As Covid-19 continues to spread in the country, reports are emerging that the Ministry of Health is getting too overwhelmed to respond to new cases.
Designated hospitals for the virus are quickly getting full, the Nation has learnt.
Already the designated national Covid-19 hospitals are overflowing with both ailing and asymptomatic patients.
FULL TO CAPACITY
A source privy to the situation revealed that the Kenyatta University Teaching, Referral, and Research Hospital (KUTRRH), a 300-bed hospital, which had been transformed to manage Covid-19 patients had only three beds left, while both Infectious Disease Units at Kenyatta National Hospital (KNH) and Mbagathi Hospital unit under KNH, were already full to capacity.
This means that no more patients, even those who may need care will get a bed at any of these three facilities. In Busia County, the 71-bed Alupe Isolation centre had 98 patients as of Friday.
“We had to assess more facilities in Nairobi County and had to include private ones. So far, we have identified and designated 60 facilities for the management of Covid-19 patients in the country, with the majority being in Nairobi,” the source said.
Nairobi Metropolitan Service announced Monday that Mama Lucy Hospital had been designated as a Covid-19 isolation facility as the number of coronavirus cases soars to 2,474 confirmed cases.
Informal settlements including Kibra, Mathare, Kawangware, Lang’ata, and Eastleigh are the worst affected places in Nairobi.
A new 66-bed maternity unit at Mama Lucy Hospital complete with an ICU, a High-Dependency Unit, and general wards will now be used to isolate Covid-19 patients.
ISOLATION CENTRES
The Kenya health facilities oversight authority has been assessing hospitals across the country to identify suitable Covid-19 isolation centres.
On Thursday, Health Cabinet Secretary Mutahi Kagwe acknowledged that the three initial isolation centres are full and the ministry was considering having asymptomatic Kenyans get isolated at home.
“We are looking into developing home-based and community care, provided that it’s in accordance with WHO protocols which we are currently reviewing and domesticating in line with our situation,” said Mr Kagwe.
He added that in cases where families and people in the same household cannot self-quarantine at home, the government will take charge.
“We have to change tack,” he said during a daily briefing at Afya House, Nairobi, on Thursday.
But even as the country reels from the rising numbers in isolation facilities, some patients who have tested positive for the virus are now complaining that health officials are not responsive.
TESTED POSITIVE
A number of cases are arising of patients who have tested positive for the SARS-CoV-2 virus which causes Covid-19 who have not been transferred to hospitals promptly despite developing and moderate and severe symptoms of the disease.
Speaking to Nation on Thursday, a 40-year-old woman who recently tested positive for Covid-19, told Nation that it took up to four days to visit to a nearby clinic.
“I went to a workplace clinic on the afternoon of Sunday, May 17 after developing a persistent fever and a cough.
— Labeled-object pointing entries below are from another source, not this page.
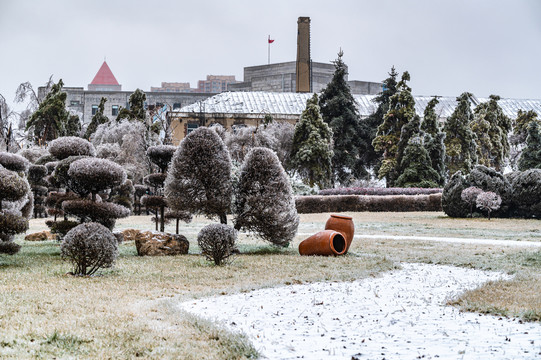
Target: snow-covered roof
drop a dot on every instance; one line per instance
(278, 103)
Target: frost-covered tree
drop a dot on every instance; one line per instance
(460, 141)
(339, 110)
(416, 167)
(488, 201)
(491, 127)
(531, 155)
(469, 196)
(217, 242)
(264, 202)
(14, 191)
(92, 176)
(98, 119)
(312, 146)
(433, 140)
(161, 156)
(50, 120)
(36, 178)
(401, 111)
(369, 126)
(199, 177)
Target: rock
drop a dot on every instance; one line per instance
(40, 236)
(130, 234)
(151, 243)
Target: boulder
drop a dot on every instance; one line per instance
(40, 236)
(153, 243)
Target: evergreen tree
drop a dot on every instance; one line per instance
(460, 145)
(312, 146)
(491, 126)
(401, 112)
(523, 120)
(340, 112)
(531, 155)
(369, 126)
(433, 139)
(418, 171)
(97, 119)
(50, 119)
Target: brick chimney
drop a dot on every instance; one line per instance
(303, 68)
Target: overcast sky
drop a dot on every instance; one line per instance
(485, 46)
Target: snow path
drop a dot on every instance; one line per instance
(399, 315)
(446, 239)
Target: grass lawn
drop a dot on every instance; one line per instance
(128, 311)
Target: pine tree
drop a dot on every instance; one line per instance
(531, 155)
(312, 146)
(418, 171)
(491, 126)
(401, 112)
(369, 126)
(339, 110)
(460, 141)
(433, 139)
(50, 119)
(97, 119)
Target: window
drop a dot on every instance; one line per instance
(191, 127)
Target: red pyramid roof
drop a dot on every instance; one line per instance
(104, 76)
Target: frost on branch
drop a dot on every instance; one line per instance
(217, 242)
(89, 247)
(66, 146)
(488, 201)
(469, 196)
(199, 177)
(264, 200)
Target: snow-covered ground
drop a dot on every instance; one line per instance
(400, 315)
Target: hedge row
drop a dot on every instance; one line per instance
(379, 191)
(357, 203)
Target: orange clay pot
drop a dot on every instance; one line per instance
(326, 243)
(343, 224)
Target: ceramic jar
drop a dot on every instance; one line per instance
(344, 225)
(327, 242)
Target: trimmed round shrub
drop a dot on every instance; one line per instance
(199, 177)
(161, 155)
(14, 162)
(12, 186)
(95, 175)
(155, 180)
(89, 247)
(67, 146)
(104, 213)
(217, 242)
(264, 200)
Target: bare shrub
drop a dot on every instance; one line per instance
(488, 201)
(217, 242)
(89, 247)
(264, 201)
(469, 196)
(13, 162)
(66, 146)
(199, 178)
Initially, I did not think much about the symptoms because I work in a very cold room and I imagined that maybe I was just developing a cold or pneumonia,” said the mother of three who did not wish to be named because of the nature of her job.
What she didn’t know however, was that the virus was slowly taking toll of her.
“At the clinic, I had my samples taken for a Covid-19 test because when I compared my symptoms with what was constantly being run on the media, there was a similarity,” she said.
Her results, which turned out to be positive, were relayed to her on Wednesday afternoon, almost four days after her samples were taken.
CONDITION DETERIORATED
“By the time I received a call, my condition had deteriorated. If it weren’t for the paracetamol, cough syrup and antibiotics that had been prescribed to me for what the doctor initially suspected to be a common cold, we would be telling a different story,” she added.
By the time an ambulance went to pick her up from her house on May 21, she was already experiencing difficulty in breathing.
“Before I received my [Covid-19] results, I kept mingling freely with my family. I remember moving between the rooms and the balcony looking for a place where I could get better circulation of air,” she said on Thursday.
Luckily, she said that none of her other family members tested positive for Covid-19. The emergency response officer is now calling for the county health officials to streamline their response coordination.
“We are waiting for the second tests to be done but the first results turned out to be negative,” she said from her hospital bed in Mombasa.